Besondere Bedeutung haben NFTs für die Medien
Ein NFT ist ein Echheitszertifikat und kann im Mediensektor außerdem als Qualitätszertifikat angesehen werden. David Cohn, ein Innovationsforscher beim US-amerikanischen Medienkonzern Advance, sieht die Bedeutung von Blockchain und NFTs in Vertrauen und Transparenz und im digitalen Transfer von Wissen. Darum, so der Wissenschaftler, werde diese Technologie auch irgendwann die Welt der News und Informationen verändern.
Im Zeitalter von Fake News und Propaganda ist das unmittelbar einsichtig. Dazu entwickelt Cohn eine Idee: Auf einer Technologie, die Finanztransfers und Kunsthandel sicher zertifizieren könne, könnte theoretisch auch ein Netzwerk für den Wissenstransfer aufgebaut werden.
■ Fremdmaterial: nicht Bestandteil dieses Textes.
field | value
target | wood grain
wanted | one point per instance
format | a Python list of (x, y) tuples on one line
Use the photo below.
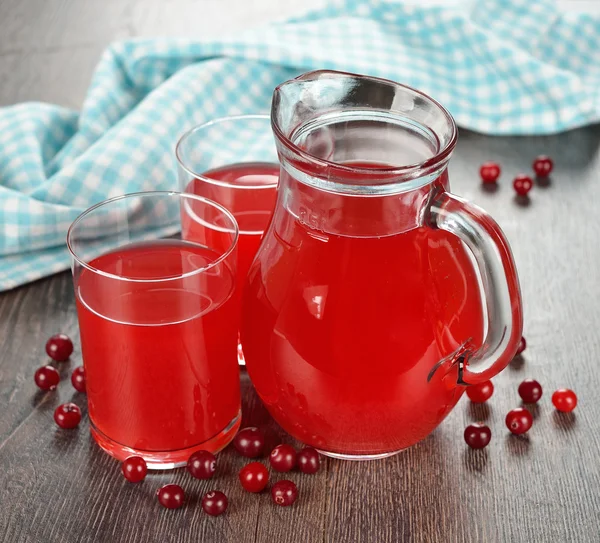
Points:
[(56, 486)]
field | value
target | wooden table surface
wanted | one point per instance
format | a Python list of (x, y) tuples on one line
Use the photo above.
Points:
[(57, 486)]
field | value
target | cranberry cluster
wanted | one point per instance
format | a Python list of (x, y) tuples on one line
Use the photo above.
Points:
[(518, 420), (254, 477), (59, 348), (522, 183)]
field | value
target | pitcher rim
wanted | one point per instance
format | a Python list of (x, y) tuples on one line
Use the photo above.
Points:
[(438, 158)]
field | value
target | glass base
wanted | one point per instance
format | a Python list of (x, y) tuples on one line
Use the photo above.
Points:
[(359, 457), (167, 459)]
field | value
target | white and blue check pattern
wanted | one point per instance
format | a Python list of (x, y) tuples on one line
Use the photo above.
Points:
[(506, 67)]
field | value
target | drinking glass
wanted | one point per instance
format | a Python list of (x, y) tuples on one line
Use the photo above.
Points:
[(158, 319), (233, 161)]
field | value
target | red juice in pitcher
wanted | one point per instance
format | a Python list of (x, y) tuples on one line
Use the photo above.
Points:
[(341, 332), (160, 356), (249, 191)]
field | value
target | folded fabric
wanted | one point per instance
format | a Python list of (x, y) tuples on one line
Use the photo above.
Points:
[(505, 67)]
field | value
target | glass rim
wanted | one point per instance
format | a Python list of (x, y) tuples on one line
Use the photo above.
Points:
[(213, 122), (441, 154), (180, 195)]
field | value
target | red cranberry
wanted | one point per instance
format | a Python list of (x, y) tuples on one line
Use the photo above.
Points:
[(59, 347), (67, 415), (284, 493), (519, 420), (249, 442), (254, 477), (480, 393), (283, 458), (477, 435), (530, 391), (308, 460), (522, 346), (522, 184), (78, 379), (47, 378), (214, 503), (134, 469), (489, 172), (564, 400), (542, 166), (202, 465), (170, 496)]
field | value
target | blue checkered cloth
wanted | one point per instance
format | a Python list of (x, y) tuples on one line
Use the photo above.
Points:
[(505, 67)]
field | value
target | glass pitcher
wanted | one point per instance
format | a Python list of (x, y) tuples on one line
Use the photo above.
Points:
[(376, 296)]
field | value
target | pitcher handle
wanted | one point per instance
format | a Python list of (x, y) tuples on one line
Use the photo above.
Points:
[(499, 284)]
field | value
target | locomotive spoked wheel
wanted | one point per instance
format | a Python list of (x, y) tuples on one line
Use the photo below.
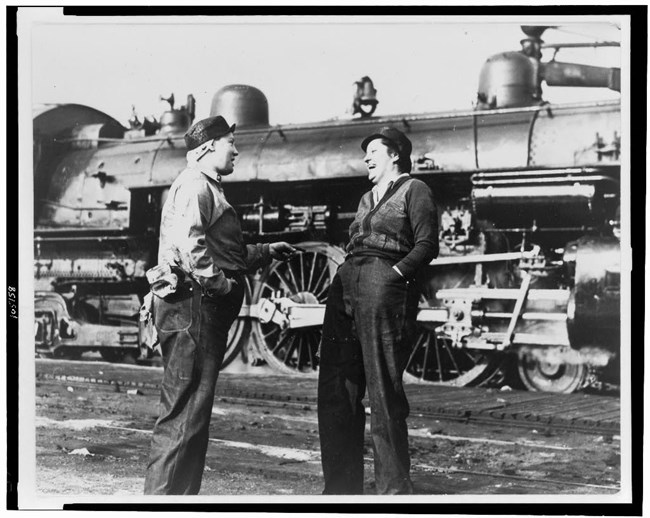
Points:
[(434, 359), (239, 331), (543, 376), (305, 278)]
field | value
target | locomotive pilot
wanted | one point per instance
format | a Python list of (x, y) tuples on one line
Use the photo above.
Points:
[(369, 322), (202, 251)]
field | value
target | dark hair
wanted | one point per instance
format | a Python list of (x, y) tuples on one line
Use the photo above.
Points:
[(404, 162)]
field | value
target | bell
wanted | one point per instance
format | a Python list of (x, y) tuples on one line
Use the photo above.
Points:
[(368, 91)]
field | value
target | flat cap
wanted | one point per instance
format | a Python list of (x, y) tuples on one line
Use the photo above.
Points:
[(399, 140), (206, 130)]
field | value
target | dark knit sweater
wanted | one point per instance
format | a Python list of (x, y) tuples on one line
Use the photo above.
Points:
[(402, 227)]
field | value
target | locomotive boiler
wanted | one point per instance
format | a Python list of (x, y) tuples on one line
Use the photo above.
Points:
[(527, 282)]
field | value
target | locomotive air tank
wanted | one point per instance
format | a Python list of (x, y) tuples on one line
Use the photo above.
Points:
[(528, 196)]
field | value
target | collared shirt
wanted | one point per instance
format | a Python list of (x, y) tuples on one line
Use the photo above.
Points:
[(378, 193), (201, 233)]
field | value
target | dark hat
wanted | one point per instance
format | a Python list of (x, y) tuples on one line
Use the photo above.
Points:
[(399, 140), (206, 130)]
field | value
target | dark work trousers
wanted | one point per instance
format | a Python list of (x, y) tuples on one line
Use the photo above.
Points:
[(367, 338), (193, 331)]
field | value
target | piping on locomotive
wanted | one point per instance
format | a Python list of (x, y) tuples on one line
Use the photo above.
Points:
[(528, 276)]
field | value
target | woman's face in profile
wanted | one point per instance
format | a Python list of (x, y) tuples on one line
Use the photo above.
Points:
[(380, 160)]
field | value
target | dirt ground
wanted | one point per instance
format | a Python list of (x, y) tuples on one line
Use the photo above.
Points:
[(93, 441)]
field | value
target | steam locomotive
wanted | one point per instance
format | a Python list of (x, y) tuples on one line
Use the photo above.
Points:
[(527, 283)]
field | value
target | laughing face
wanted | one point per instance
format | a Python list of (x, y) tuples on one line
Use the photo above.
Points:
[(380, 160)]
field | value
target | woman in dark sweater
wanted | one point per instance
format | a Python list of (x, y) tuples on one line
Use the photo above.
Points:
[(370, 322)]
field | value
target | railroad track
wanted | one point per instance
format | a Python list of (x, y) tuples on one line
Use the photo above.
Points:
[(584, 413)]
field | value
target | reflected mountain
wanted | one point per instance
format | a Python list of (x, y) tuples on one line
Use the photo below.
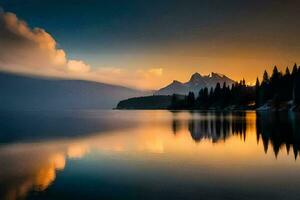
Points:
[(39, 148), (279, 129)]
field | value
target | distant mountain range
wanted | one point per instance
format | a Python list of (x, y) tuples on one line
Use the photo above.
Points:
[(195, 83), (20, 92)]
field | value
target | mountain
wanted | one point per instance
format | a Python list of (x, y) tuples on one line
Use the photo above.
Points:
[(20, 92), (196, 82)]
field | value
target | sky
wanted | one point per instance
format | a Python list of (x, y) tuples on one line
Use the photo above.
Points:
[(146, 44)]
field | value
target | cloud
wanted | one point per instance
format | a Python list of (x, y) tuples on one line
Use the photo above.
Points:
[(34, 51)]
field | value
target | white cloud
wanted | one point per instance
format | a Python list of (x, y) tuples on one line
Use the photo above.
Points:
[(34, 51)]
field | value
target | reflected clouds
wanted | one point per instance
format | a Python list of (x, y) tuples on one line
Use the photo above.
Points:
[(233, 137)]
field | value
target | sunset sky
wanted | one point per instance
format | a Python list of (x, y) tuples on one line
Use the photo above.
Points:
[(147, 44)]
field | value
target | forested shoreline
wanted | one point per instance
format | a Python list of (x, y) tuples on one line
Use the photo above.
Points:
[(280, 91)]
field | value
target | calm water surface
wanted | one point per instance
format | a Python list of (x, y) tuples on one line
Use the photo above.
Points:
[(149, 155)]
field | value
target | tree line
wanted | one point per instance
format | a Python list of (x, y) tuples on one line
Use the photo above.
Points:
[(274, 89)]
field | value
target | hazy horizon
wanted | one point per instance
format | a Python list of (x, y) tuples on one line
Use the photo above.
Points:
[(147, 45)]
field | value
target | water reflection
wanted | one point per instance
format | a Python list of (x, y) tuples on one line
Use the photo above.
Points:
[(276, 129), (163, 141), (280, 130)]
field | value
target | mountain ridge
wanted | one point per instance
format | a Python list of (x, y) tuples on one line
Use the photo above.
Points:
[(195, 83)]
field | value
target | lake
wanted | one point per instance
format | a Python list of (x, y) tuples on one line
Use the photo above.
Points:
[(96, 154)]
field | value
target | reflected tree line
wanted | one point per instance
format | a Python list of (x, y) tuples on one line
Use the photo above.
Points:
[(280, 130)]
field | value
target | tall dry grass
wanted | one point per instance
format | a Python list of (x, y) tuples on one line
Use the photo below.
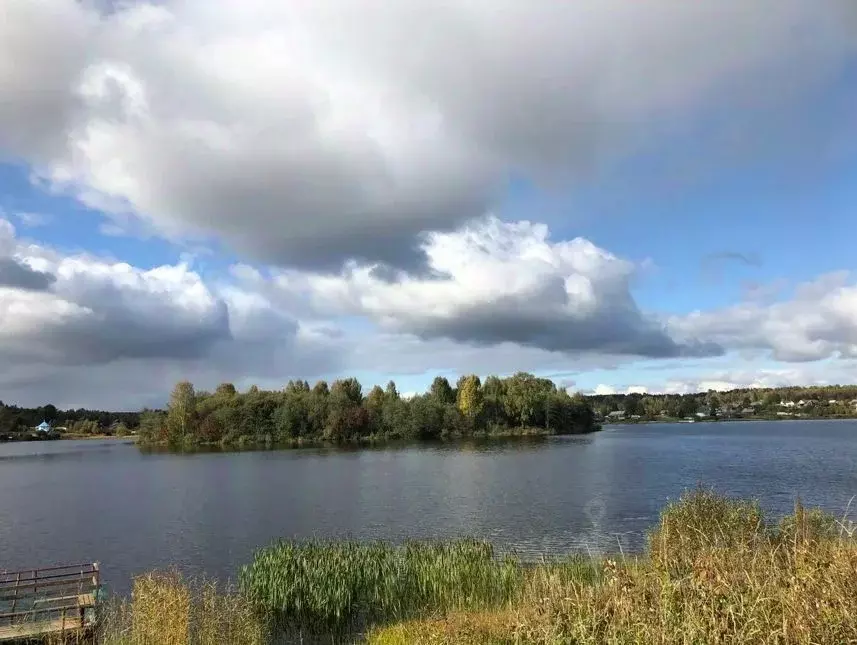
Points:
[(715, 573), (168, 609)]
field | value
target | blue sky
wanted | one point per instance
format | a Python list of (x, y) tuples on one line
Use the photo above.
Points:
[(221, 221)]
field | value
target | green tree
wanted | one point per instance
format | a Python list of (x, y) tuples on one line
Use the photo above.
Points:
[(441, 391)]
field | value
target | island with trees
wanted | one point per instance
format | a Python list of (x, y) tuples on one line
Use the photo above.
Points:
[(339, 412)]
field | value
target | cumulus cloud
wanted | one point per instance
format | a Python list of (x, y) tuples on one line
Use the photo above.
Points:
[(496, 282), (107, 333), (307, 133), (818, 321)]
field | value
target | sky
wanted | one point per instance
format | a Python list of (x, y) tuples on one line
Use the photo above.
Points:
[(622, 196)]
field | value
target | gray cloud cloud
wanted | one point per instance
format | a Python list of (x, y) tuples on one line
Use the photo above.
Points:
[(112, 335), (306, 134), (493, 283), (17, 275), (818, 321)]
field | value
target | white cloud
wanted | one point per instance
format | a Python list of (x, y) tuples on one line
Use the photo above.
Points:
[(33, 220), (818, 321), (308, 133), (107, 333), (494, 282)]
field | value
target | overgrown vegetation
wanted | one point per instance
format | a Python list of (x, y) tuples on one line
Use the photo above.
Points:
[(342, 587), (714, 572), (828, 401), (19, 423), (339, 412), (167, 609)]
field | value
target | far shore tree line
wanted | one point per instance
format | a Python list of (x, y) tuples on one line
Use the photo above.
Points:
[(833, 401), (17, 421), (340, 412)]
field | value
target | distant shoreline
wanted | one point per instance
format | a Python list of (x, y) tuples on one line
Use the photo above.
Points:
[(624, 422)]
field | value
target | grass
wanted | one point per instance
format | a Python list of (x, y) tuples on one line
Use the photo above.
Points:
[(714, 571), (341, 587), (167, 609)]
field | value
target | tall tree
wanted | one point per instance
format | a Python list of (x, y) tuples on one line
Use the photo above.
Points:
[(441, 391), (181, 413), (470, 398)]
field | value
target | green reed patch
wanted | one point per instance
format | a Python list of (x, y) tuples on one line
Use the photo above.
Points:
[(323, 586)]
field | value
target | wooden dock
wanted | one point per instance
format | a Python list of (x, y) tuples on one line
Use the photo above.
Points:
[(56, 602)]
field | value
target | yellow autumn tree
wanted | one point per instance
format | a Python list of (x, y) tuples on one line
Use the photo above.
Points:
[(469, 400)]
Man redet in den USA von dynamischen, loyalitätsgetriebenen Communities. Das heißt, dass Nutzer, die einer Nachricht vertrauen, diese teilen und ihr damit eine Art Vertrauensstempel geben. Natürlich braucht es auch für den Nutzer selber einen Vertrauensstempel, der kennzeichnet, wie valide die Informationen, die dieser bislang geteilt hat, waren. Es geht darum, ein Netzwerk zu schaffen, in dem Herkunft und Echtheit einer Information als NFT gespeichert werden. Die Blockchain – die dezentrale Datenbank – bestätigt eben die Echtheit.
Zertifiziert sichere und verlässliche Informationen
Dazu ist es natürlich nötig, dass der Nutzer dieser Nachrichten, also der Leser eines Portals über ein Wallet – also jenes eingangs bereits erwähnte digitale Portemonnaie – verfügt, in dem die Echtheitszertifikate gespeichert werden können. Dabei sind zwei Dinge zu beachten: Zum einen sollen und dürfen verlässliche, gut recherchierte Nachrichten Geld kosten. Hier entstehen für Verlage endlich greifbare Optionen für eine Monetarisierung digitaler Inhalte. Zum anderen ist nichts intelligenter als Netze: Eine von einer großen Community zertifizierte und validierte Nachricht stellt diesen Wert, der in Kryptowährung zu zahlen ist, auch wirklich dar.
Bereits jetzt, während sich diese Blockchain-Innovation noch in einem sehr frühen Entwicklungsstadium befindet, entfalten sich erste Auswirkungen, wie Verlage moderne Formen von Mitgliedschaft, Handel und Publikumsbindung aufbauen und erweitern können. In Zeiten von Fake- News und Propaganda wird es denjenigen, die von wahren und verlässlichen Informationen abhängig sind, immer wertvoller werden, sichere und verlässliche Informationen zu bekommen. Das alles geschieht in einem Tempo, das die Landschaft der Medienbranche in nur fünf Jahren bereits deutlich verändern könnte. Jenseits der jetzigen Spekulationsblase mit kleinen, meist recht unansehnlichen Bildern, geschieht etwas viel Bedeutenderes. Hier bietet die Blockchaintechnologie für die Medienbranche in der digitalen Welt einen echten qualitativen Quantensprung. Es besteht zumindest die Chance, die digitale Kinderkrankheit der derzeitigen sozialen Netzwerke aus Bashing, Mobbing und Fake News zu überwinden.